I was a strong proponent of NDJ at one point, but I've grown less strident
and more weary since then.
Brad Baxter has a good overview of some options[1]. I'm assuming it's a
given we'd all prefer to work with valid JSON files if the pain-point can
be brought down far enough.
A couple years have passed since we first talked about this stuff, and the
state of JSON pull-parsers is better than it once was:
* yajl[2] is a super-fast C library for parsing json and support stream
parsing. Bindings for ruby, node, python, and perl are linked to off the
home page. I found one PHP binding[3] on github which is broken/abandoned,
and no other pull-parser for PHP that I can find. Sadly, the ruby wrapper
doesn't actually expose the callbacks necessary for pull-parsing, although
there is a pull request[4] and at least one other option[5].
* Perl's JSON::XS supports incremental parsing
* the Jackson java library[6] is excellent and has an easy-to-use
pull-parser. There are a few simplistic efforts to wrap it for jruby/jython
use as well.
Pull-parsing is ugly, but no longer astoundingly difficult or slow, with
the possible exception of PHP. And output is simple enough.

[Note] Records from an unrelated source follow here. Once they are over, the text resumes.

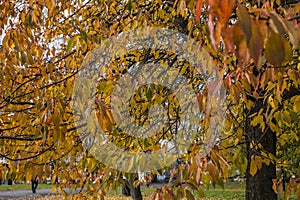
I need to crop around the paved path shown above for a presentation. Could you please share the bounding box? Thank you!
[0,188,84,200]
[0,183,166,199]
[0,188,55,199]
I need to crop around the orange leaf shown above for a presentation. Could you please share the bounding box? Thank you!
[295,2,300,13]
[272,178,280,194]
[253,91,259,100]
[215,23,222,48]
[219,0,236,25]
[221,25,235,52]
[195,0,204,23]
[207,162,216,182]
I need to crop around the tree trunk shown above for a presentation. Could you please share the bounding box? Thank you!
[245,95,277,200]
[129,179,143,200]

As much as it makes me shudder, I think we're probably better off trying to
do pull parsers and have a marc-in-json document be a valid JSON array.

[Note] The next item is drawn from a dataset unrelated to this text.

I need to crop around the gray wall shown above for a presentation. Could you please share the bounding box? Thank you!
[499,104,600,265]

We could easily adopt a *convention* of, essentially, one-record-per-line,
but wrap it in '[]' to make it valid json. That would allow folks with a
pull-parser to write a real streaming reader, and folks without to "cheat"
(ditch the leading and trailing [], and read the rest as
one-record-per-line) until such a time as they can start using a more
full-featured json parser.
1.
http://en.wikipedia.org/wiki/User:Baxter.brad/Drafts/JSON_Document_Streaming_Proposal
2. http://lloyd.github.com/yajl/
3. https://github.com/sfalvo/php-yajl
4. https://github.com/brianmario/yajl-ruby/pull/50
5. http://dgraham.github.com/json-stream/
6. http://wiki.fasterxml.com/JacksonHome
On Thu, Dec 1, 2011 at 12:56 PM, Michael B. Klein <[log in to unmask]> wrote:
> +1 to marc-in-json
> +1 to newline-delimited records
> +1 to read support
> +1 to edsu, rsinger, BillDueber, gmcharlt, and the other module maintainers
>
> On Thu, Dec 1, 2011 at 9:31 AM, Keith Jenkins <[log in to unmask]> wrote:
>
> > On Thu, Dec 1, 2011 at 11:56 AM, Gabriel Farrell <[log in to unmask]>
> > wrote:> I suspect newline-delimited will win this race.
> > Yes. Everyone please cast a vote for newline-delimited JSON.
> >
> > Is there any consensus on the appropriate mime type for ndj?
> >
> > Keith
> >
>
--
Bill Dueber
Library Systems Programmer
University of Michigan Library
|